We already had a Sokal moment in “data science,” much huger than Sokal, too, called “Landon defeats Roosevelt.”
The basic problems are disturbingly similar to what often takes place today: the data assembled by the Literary Digest, the magazine that ran the survey, was huge, its methodologies were supposedly validated by its success in predicting previous presidential elections, and so forth. The big problem that was neglected was the sampling problem — while the previous data pools used by the magazine in previous elections were reasonable approximations of the electorates in the respective periods, the situations specific to 1936 ensured that the data sampled and the likely electorate were nothing alike. Ironically, a guy with very small sample size, better hunch of what was going on with the changing relationship between the sample and the reality, and who played off of his hunch somewhat “unscientifically” — George Gallup — made his name by predicting the results far more accurately than the Big Data (TM) assembled by Literary Digest.

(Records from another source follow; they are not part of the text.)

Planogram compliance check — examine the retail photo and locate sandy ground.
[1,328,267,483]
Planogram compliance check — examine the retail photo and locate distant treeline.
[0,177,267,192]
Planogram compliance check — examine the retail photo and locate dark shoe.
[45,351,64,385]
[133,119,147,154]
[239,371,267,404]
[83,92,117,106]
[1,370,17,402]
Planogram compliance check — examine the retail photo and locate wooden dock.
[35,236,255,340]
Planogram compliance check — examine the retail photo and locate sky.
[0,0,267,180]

We don’t seem to have really learned from this. The same problems showed up in 2016, and to a lesser degree, 2012 (Obama’s votes were underpredicted, by a couple of percents, in the polls which should have drawn attention because a small number of Obama voters would switch to Trump four years later. While he was predicted to win, it should have been much closer than it turned out. Rove knew this, and that is why he was apoplectic when the results turned out to be much less of a contest than was expected. But the gullible public decided that Rove was foolish and the “big data” correctly predicted the results — notwithstanding the very significant — especially in retrospect — errors.)

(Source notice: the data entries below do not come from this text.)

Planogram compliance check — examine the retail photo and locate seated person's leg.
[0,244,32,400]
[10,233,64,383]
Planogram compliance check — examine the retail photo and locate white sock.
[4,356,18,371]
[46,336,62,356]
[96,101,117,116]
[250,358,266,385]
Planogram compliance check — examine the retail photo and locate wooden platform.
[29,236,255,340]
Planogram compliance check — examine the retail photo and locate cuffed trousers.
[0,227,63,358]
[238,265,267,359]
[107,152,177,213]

The real benefit from data is not that it helps confirm what we think about the reality, but the different ways that our preconceptions are wrong. The more learned we are, the subtler the ways we are wrong are — but they also provide clues as to how our present thinking might be wrong in a much bigger, spectacular fashion in the future when things change. But this is often lost in the triumphal talk about how data is changing the world.